Detection completed successfully.

filename
string
required

Name of the submitted audio file. Empty string if no filename was provided in the upload.

Example:

"my_audio.wav"

duration_s
number<double>
required

Total duration of the analysed audio in seconds.

Required range: x >= 0
Example:

5.76

primary_label
enum<string>
required

Overall classification of the clip:

  • music - music covers at least as much of the clip as speech, and more than zero.
  • speech - speech covers more of the clip than music, and more than zero.
  • neither - neither music nor speech reached the dominant threshold for any portion of the clip.
  • unknown - no frames could be produced from the audio.
Available options:
music,
speech,
neither,
unknown
Example:

"speech"

music_pct
number<double>
required

Percentage of the clip classified as containing music.
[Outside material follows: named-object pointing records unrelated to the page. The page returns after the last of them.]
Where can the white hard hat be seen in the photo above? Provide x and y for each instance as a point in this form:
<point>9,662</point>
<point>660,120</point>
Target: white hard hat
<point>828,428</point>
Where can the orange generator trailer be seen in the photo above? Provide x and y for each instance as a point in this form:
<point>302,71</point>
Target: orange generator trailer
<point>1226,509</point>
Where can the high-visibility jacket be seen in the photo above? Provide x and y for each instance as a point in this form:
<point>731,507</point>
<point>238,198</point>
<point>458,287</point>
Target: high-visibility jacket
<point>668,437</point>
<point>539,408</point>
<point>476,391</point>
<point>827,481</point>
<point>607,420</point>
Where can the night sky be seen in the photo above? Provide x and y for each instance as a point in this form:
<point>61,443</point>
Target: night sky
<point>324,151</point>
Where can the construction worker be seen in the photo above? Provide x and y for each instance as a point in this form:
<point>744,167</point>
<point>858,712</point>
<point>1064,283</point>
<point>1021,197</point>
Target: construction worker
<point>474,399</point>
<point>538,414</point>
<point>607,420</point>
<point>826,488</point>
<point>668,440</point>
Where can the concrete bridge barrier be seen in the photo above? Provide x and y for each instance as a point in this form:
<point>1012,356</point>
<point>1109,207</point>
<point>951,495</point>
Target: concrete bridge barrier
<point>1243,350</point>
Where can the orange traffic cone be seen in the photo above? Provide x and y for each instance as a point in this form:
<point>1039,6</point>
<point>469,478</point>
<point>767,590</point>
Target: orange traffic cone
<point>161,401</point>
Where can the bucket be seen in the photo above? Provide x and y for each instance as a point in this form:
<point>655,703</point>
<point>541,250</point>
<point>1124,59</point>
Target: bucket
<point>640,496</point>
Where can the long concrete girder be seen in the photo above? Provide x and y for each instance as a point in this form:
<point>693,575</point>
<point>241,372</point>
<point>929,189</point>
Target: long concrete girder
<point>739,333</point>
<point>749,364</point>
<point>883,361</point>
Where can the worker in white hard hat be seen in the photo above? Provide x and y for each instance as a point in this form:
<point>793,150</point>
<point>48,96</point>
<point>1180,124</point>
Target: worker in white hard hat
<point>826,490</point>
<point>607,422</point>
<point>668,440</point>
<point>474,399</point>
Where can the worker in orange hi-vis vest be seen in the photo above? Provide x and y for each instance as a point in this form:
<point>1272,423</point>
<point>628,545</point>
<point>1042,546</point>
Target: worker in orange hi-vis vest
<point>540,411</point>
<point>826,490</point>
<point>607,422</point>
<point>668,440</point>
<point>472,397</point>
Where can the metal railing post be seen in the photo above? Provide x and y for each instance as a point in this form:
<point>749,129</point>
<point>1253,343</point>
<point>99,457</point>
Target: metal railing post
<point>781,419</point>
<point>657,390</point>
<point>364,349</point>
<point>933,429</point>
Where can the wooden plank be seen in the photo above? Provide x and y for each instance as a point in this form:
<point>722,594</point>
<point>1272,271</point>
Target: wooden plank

Required range: 0 <= x <= 100
Example:

0

speech_pct
number<double>
required

Percentage of the clip classified as containing speech.

Required range: 0 <= x <= 100
Example:

86.7

latency_ms
number<double>
required

End-to-end inference time in milliseconds.

Required range: x >= 0
Example:

1243.5

frames
object[]
required

Ordered list of per-frame classification results covering the full duration of the clip.